Li smiled and lit a cigarette. “I don’t recall asking whether or not you appreciated it,” she said pleasantly. “In fact I’m pretty sure I don’t give a shit. Personally, I’d have fired you the day I got here. Except I’m piss lazy, and if I shipped you out, I’d have to waste my time figuring out who Haas’s new rat in the office was.”

“Whatever.”

“What were you doing in the mine the day of the fire?”

“Working.” He sounded nonchalant, but the sudden tension around his eyes told a different story.

“Working on what?”

“Working for that dumb bitch, Sharifi.”

“You obviously got along. Must have been a real pleasure all around.”

“You wouldn’t think it was so funny if it was you who had to deal with her fucking attitude. I knew her before she ever got here. Not that she remembered. She was my fucking college physics teacher.”

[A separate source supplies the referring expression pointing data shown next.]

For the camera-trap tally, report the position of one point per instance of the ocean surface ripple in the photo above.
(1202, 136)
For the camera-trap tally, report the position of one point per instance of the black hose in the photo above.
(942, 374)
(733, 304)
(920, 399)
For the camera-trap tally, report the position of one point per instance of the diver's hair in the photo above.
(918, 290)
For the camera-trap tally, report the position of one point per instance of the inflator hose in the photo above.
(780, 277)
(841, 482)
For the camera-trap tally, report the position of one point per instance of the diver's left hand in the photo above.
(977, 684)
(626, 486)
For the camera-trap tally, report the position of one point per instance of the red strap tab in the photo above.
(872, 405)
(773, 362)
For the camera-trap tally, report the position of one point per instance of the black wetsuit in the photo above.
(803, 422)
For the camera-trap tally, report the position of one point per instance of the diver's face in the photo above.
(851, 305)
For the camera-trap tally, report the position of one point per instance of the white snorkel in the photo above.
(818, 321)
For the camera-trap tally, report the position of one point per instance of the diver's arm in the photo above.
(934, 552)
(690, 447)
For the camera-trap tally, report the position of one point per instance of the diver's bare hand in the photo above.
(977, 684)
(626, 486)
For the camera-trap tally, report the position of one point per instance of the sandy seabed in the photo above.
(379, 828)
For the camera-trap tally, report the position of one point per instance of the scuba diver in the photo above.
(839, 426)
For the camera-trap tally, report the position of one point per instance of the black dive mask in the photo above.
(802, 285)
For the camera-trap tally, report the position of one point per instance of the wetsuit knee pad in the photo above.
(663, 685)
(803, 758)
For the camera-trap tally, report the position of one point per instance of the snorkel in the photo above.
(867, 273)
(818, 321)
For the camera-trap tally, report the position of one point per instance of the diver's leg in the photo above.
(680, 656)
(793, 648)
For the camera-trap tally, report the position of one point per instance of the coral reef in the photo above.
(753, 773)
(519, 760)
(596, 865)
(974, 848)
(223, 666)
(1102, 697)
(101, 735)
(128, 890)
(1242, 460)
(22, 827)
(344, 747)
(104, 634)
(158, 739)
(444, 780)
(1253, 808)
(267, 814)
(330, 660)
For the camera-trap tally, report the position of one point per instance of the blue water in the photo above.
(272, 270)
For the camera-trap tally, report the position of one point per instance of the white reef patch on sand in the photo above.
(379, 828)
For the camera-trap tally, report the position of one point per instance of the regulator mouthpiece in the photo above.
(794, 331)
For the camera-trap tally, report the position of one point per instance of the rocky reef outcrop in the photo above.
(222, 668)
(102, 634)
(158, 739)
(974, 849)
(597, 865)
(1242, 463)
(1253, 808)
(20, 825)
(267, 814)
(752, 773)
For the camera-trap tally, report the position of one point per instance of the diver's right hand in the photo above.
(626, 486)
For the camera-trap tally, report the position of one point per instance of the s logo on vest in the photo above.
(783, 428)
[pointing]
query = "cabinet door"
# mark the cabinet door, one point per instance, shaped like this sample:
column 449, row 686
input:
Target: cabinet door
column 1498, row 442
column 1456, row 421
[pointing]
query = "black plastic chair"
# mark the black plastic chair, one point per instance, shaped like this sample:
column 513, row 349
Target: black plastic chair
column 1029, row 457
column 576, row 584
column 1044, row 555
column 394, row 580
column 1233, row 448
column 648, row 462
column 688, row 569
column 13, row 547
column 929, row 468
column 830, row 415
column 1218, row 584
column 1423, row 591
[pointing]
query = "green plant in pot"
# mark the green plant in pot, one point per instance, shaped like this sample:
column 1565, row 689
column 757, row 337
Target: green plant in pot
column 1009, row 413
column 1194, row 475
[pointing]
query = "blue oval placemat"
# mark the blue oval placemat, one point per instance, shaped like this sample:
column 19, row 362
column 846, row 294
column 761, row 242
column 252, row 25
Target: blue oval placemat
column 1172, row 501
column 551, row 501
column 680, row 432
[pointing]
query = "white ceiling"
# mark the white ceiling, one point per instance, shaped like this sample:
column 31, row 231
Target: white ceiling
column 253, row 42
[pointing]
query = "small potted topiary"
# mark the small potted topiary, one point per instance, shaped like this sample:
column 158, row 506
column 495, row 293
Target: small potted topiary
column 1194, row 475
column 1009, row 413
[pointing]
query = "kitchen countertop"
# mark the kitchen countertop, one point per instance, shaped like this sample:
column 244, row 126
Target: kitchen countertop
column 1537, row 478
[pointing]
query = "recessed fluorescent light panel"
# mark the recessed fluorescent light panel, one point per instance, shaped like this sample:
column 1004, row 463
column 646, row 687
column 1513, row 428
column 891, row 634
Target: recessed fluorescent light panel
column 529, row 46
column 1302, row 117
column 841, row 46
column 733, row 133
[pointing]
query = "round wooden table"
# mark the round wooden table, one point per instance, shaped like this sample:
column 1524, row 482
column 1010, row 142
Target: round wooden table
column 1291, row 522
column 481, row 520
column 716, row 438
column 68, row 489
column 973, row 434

Li blinked, uncertain whether she was more baffled by the idea of Kintz being a student anywhere Sharifi would teach or the idea of his being a student at all. “Was she a good teacher?” she settled on asking.

“Fuck no! You know how she graded us? She gave an exam with one problem on it, one problem that takes like three hours to solve, and I get it back and there’s one fucking sentence written on it: ‘Oops, you lost the mass of the universe. C minus.’ Like my whole exam was some kind of fucking joke to her. You lost the mass of the universe ? I mean, what the fuck does that mean, anyway?”

“I think it means she had a sense of humor and you don’t,” Li said. “So. What did your favorite physics professor have you doing in the mine?”

Kintz shrugged sullenly. “Standing around mostly. Security, I guess. Fuck if I know.”

Li drew on her cigarette and watched him in silence. “Did you know Sharifi was murdered?” she asked finally.